Joe Thornton Autograph Card

After Jarome Iginla last week, here's another card inspired from a post inspired by The Iron Lung's attempt at getting a hard-signed autograph card from every player in the NHL's 1000-point club. This time around, former captain of the Boston Bruins (and current one of the San Jose Sharks), Joe Thornton.

I'm not a huge fan of Big Joe, but I do enjoy watching him fail at another Stanley Cup run each year, although he's making the suspense last longer of late, which isn't good for my heart pressure. I started having these feelings for Thornton when his Bruins would play my hometown Montréal Canadiens and find embarrassing ways to finish first in the division yet fall to the Habs come playoff time.

I'll give him one thing, though: he's the only player ever to have won the Art Ross trophy as points leader in the year when he was traded.
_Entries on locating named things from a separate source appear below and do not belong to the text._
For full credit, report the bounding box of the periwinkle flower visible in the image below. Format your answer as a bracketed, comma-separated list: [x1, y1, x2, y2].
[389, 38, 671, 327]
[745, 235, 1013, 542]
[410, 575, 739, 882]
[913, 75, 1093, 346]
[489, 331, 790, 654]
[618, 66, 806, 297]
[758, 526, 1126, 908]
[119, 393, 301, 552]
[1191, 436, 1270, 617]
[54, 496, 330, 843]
At the time I was hoping this wouldn't become a trend, and I'm glad to see it didn't; I'm a purist that way, the type who didn't like when players got free agency after at most 7 seasons (then again, there are more destinations now that I wouldn't last a month in than there was when I played myself).
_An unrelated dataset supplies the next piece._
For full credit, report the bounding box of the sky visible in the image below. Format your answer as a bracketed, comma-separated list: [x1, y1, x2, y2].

This card's a little weird, I'll give you that much; his last name in capitals letters, the lack of a design, and the bizarre absence of a logo make the whole thing an oddity, but that's because its manufacturer, The Score Board, didn't have a license to produce official cards, even in this uniform, Big Joe's junior team, the Sault-Ste-Marie Greyhounds. Here's the logo that was on his chest before it was airbrushed out:
Take a good, long look at that logo, which the team's fans called ''The Ugly Dog'', as it was used only for four seasons before the team reverted back to its original jersey and logo

The card is an insert, signed in blue sharpie, from the 1997-98 The Score Board collection. The way TSB worked, essentially, was they would purchase packs of cards like you and I, from all the other manufacturers, sell the valuable cards to hobby shops and repackage the rest in new packs combining those of all brands (but inevitably more of those they got for cheaper, like Pro Set or Parkhurst), and adding signed inserts of prospects from Canadian junior leagues and American colleges to 'up' the value of their packs.

They also did end up getting licenses, mostly for NFL games and cards for movies, notably Star Trek, Star Wars, The Wizard Of Oz, and estate sets for the likes of Elvis Presley.